6. One of the greatest moments of his career brings bittersweet memories

“That's one of the highlights of my life, never mind my career,” says Peter of Denmark’s surprise victory in the 1992 European Championships held in Sweden. “We weren't qualified for the tournament to begin with but because of what was happening in Yugoslavia back then, the civil war and the atrocities… the international community decided to exclude Yugoslavia from everything, literally everything. And that included sport.”

“Since we finished runners up to Yugoslavia in qualification, they got kicked out of the Euros, and we took their place. At the time, it was very, very difficult, because you want to play these tournaments, but you don't want to play them against that background. And they [the Yugoslav football team] were already in Sweden, and we literally took over their facilities, you could say that there was even an atmosphere from them there.”

“I felt really, really bad for their players. It wasn't their fault. And I felt really, really bad for the people of Yugoslavia... I could understand the stand that the international community took, and something needed to be done… But we always felt that we were playing for them as well.”

7. Thanks to some builders and Phil Collins, Peter’s second wife Laura suddenly found out how famous he was

“I met Laura in a period where I was making changes in my life,” says Peter. “I fell in love and we had a little getaway in London and I didn't want the public to know that I was in a new relationship. I wanted to keep a low profile so I was wearing a scarf and a hat and everything. And Laura's looking at me and she's saying ‘How famous are you?’ Laura didn't know anything about football and she’s kind of ridiculing me a little bit.”

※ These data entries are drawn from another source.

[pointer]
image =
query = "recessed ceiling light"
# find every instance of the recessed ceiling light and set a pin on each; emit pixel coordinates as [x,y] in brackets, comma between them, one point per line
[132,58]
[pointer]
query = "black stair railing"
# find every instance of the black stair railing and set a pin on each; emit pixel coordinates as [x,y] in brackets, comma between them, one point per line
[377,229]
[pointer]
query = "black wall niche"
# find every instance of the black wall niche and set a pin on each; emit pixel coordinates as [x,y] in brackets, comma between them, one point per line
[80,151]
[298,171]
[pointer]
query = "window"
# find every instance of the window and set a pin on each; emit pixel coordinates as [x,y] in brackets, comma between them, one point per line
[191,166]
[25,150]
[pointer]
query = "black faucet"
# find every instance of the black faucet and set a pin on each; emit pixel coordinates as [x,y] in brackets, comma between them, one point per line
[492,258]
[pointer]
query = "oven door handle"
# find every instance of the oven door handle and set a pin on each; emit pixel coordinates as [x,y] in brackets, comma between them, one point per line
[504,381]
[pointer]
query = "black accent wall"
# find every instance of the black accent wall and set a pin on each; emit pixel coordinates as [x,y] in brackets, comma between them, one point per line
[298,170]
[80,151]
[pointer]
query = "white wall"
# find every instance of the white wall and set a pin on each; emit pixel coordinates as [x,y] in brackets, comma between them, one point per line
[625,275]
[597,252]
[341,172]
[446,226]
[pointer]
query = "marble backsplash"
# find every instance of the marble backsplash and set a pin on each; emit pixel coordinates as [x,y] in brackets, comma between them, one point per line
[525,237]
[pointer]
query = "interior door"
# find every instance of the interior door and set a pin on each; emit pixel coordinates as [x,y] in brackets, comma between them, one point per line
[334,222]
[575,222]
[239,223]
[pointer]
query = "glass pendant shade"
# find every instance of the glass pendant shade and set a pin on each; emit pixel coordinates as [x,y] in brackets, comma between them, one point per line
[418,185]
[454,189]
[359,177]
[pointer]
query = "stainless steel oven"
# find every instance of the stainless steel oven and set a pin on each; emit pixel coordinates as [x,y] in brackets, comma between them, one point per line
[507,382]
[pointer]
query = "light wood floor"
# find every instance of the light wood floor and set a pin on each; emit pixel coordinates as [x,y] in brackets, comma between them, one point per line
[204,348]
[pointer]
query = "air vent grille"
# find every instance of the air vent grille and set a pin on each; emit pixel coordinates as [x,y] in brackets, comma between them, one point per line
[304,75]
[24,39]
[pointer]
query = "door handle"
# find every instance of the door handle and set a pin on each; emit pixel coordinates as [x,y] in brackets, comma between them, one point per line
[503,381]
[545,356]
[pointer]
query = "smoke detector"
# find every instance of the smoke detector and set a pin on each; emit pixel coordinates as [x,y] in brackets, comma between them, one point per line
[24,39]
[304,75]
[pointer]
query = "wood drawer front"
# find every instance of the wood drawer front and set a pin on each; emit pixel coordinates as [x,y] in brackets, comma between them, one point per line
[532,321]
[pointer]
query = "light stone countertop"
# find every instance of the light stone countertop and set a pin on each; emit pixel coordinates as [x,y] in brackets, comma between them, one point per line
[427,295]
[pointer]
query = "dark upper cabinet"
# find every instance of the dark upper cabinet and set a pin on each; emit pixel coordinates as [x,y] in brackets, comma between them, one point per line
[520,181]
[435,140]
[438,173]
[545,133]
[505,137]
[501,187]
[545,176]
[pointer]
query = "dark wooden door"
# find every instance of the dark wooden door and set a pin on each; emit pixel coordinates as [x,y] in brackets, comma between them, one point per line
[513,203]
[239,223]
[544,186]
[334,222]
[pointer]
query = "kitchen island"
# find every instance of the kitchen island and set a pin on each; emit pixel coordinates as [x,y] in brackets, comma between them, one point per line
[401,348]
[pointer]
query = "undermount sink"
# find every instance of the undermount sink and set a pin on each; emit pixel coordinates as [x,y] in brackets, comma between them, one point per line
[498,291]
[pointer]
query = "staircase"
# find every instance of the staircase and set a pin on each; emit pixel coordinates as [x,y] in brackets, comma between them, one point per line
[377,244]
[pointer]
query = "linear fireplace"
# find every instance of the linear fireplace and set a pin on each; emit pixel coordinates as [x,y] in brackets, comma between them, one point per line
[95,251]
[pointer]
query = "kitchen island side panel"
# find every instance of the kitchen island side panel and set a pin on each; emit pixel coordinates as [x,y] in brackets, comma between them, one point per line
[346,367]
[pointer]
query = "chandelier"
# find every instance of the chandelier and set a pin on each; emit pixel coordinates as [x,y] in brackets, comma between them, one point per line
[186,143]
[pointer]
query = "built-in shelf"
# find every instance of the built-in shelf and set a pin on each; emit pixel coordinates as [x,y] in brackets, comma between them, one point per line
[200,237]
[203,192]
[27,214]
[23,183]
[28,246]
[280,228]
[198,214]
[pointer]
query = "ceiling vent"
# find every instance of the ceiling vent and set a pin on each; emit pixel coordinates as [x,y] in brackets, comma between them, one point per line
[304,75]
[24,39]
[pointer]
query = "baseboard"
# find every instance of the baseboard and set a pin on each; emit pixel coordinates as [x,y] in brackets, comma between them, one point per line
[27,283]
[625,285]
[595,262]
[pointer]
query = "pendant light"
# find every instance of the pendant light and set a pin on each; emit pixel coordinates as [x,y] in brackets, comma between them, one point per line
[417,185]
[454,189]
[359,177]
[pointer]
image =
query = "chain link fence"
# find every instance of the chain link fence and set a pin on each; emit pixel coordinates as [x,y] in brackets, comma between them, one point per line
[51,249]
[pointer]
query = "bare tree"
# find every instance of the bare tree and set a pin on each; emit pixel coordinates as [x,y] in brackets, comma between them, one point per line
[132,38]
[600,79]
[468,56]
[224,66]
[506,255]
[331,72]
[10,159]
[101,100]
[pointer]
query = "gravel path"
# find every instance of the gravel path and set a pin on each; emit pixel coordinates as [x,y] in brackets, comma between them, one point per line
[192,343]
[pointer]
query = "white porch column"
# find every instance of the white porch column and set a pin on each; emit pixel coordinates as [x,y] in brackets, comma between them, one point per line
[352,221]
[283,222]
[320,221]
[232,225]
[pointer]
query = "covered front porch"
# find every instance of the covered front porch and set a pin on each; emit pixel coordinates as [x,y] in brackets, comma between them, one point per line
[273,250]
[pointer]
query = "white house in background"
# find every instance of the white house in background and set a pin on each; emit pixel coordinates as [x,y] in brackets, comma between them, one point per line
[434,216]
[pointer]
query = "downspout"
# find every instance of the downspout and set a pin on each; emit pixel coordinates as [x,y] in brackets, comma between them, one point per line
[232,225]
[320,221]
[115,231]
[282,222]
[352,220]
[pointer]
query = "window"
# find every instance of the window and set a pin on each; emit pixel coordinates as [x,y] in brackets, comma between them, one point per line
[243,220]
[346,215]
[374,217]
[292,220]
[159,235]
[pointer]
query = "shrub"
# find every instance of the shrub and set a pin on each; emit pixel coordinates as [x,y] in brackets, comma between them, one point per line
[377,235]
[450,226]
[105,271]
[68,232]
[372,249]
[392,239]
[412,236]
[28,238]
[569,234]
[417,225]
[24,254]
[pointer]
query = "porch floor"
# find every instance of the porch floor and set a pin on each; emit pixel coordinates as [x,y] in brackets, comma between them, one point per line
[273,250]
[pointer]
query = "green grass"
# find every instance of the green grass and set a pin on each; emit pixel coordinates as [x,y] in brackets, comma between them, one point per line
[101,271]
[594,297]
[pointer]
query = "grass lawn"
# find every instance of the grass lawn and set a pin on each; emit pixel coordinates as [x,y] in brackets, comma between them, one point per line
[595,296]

“We get out of the hotel, we go 100 yards and there's scaffolding on the right hand side and the builders they're going - and remember I'm completely covered up - ‘Hey, Schmeichel!’”

Laura looks at me and thinks ‘What?!’

“And then we go to the Champions League Final in Milan and this little guy comes up to me. I've never met him in my life but I know it's Phil Collins. I never met him but he's a big Man U fan… And Laura is next to me and she's completely, I mean she's completely, gobsmacked. That is the height of celebrity that Phil Collins comes up to you. Still to this day we talk about it as a funny story.”

Peter’s seventh disc is In the Air Tonight by Phil Collins.